Raising children in America changed after the October 1, 1993 abduction of Polly Klaas in peaceful Petaluma, California. Parents all over the country were in various degrees seized with fear: ”stranger danger.” Cross writes, “The days of free-range childhood were vanishing.” Thirty years later, some parents are still reluctant to let their children walk to school, to the corner store, to the local park. It seems safer to have kids in the house, playing video games.
Exercising the same attention to detail, minute-by-minute reporting, as she had done in her bestseller “What Stands in a Storm,” about the April, 2011 tornado in Tuscaloosa, Kim Cross narrates the kidnapping, the search for Polly, the arrest of the perpetrator, his interrogations and trial and the aftereffects, positive and negative.
Twelve-year-old Polly Klaas was having a sleepover with two friends in her bedroom at home, when a stranger came in the door with a knife, tied up Polly’s friends and took her away. The abductor did not wear a mask, had no connection to the family or neighborhood. It seemed perfectly random, unlike many abductions which turn out to be custody disputes. Polly’s father, however, divorced from her mother, was cleared of suspicion very quickly.

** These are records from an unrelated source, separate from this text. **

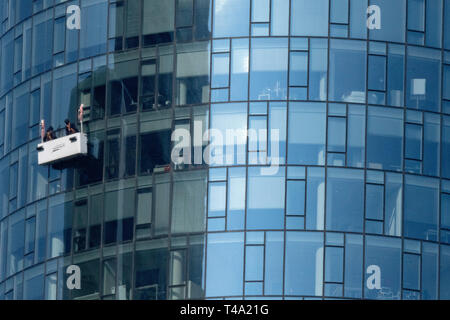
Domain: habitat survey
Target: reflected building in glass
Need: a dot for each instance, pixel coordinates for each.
(361, 189)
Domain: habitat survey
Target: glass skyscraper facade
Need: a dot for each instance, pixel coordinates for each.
(357, 208)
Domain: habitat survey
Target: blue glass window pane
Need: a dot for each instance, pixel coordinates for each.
(446, 26)
(220, 70)
(423, 79)
(20, 115)
(353, 266)
(356, 136)
(253, 288)
(298, 73)
(42, 41)
(348, 75)
(260, 10)
(445, 211)
(296, 173)
(236, 198)
(295, 197)
(315, 201)
(23, 9)
(34, 283)
(374, 201)
(239, 69)
(277, 121)
(93, 28)
(358, 19)
(445, 158)
(304, 263)
(377, 73)
(265, 204)
(309, 18)
(221, 45)
(339, 11)
(413, 141)
(254, 263)
(393, 21)
(217, 174)
(268, 81)
(307, 133)
(339, 31)
(385, 138)
(446, 92)
(318, 68)
(225, 260)
(260, 30)
(345, 200)
(295, 223)
(433, 36)
(333, 290)
(411, 271)
(416, 15)
(64, 80)
(16, 245)
(216, 224)
(396, 66)
(444, 273)
(386, 254)
(421, 207)
(229, 116)
(430, 266)
(296, 93)
(231, 18)
(7, 65)
(219, 95)
(334, 264)
(336, 134)
(258, 108)
(393, 210)
(279, 23)
(431, 144)
(216, 199)
(273, 272)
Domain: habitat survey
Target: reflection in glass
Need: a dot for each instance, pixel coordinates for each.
(304, 263)
(268, 81)
(307, 133)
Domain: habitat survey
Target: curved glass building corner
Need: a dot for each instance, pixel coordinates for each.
(315, 160)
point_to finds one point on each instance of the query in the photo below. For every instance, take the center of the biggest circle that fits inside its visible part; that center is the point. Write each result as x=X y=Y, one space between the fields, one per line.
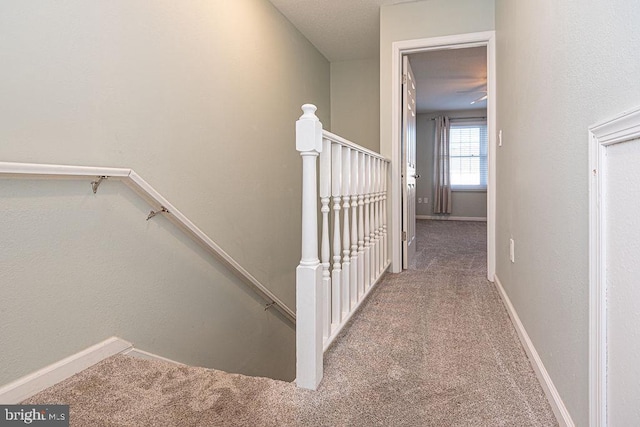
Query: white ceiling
x=344 y=30
x=341 y=29
x=450 y=79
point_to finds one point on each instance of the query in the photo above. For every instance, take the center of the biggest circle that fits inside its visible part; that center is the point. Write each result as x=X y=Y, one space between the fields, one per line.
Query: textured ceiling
x=341 y=29
x=450 y=79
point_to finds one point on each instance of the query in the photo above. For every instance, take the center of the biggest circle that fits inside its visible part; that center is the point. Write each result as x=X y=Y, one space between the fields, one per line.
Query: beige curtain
x=442 y=182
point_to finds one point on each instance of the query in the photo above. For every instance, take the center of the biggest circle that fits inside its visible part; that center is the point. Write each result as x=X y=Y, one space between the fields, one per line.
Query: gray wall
x=200 y=98
x=562 y=66
x=355 y=101
x=464 y=203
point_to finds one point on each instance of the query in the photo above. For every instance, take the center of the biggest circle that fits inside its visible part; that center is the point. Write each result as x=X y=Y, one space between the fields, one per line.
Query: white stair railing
x=354 y=256
x=160 y=206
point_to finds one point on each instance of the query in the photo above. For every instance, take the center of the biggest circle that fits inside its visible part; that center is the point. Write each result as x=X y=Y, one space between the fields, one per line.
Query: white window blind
x=468 y=155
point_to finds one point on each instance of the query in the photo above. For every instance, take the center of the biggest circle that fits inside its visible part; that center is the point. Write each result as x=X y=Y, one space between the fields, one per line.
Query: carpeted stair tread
x=432 y=346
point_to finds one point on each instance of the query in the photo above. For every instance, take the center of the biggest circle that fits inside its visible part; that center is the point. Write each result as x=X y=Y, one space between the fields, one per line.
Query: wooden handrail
x=158 y=202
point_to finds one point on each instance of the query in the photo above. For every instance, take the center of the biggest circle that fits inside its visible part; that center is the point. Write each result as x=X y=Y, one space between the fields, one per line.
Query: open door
x=408 y=164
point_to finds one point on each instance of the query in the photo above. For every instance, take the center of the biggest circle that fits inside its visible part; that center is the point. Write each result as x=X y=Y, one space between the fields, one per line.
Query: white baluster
x=375 y=263
x=361 y=181
x=367 y=223
x=385 y=214
x=336 y=274
x=380 y=218
x=325 y=248
x=355 y=260
x=346 y=256
x=308 y=273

Police considered the possibility of a prank, but within hours it became clear that the abduction was real. The Evidence Response Team conducted an examination of the crime scene with exquisite thoroughness—every fingerprint, hair, fiber, dust. The local police and the FBI cooperated fully, not competitively, and this is now standard. A profiler and a sketch artist were used along with forensic experts.
Cross details the small mistakes police made in their investigation—none of which could have changed the outcome. Because they initially suspected a hoax, police seized on small inconsistencies and questioned Polly’s two friends overly aggressively, causing additional trauma. They were asked to reenact the crime. Interviews are conducted much more gently now.
In what was then a fairly new practice, it was quickly decided to enlist the public, the media, for publicity, and to encourage volunteers to search for Polly or for clues. Large amounts of money were raised, celebrities became involved, Polly’s photograph was reproduced and distributed by the hundreds of thousands and on several continents. As we know, Polly was killed, her body found, and the killer sent to prison.
Although this is not a novel, the facts in this meticulous true crime report are as enthralling as they were in Capote’s “In Cold Blood,” carrying the reader along and showing the emotional effects of the kidnapping and the investigation on everyone involved: family, friends, police. All over the country, millions were emotionally engaged in the search. It is not an exaggeration to say that for a while Polly was “America’s Child.”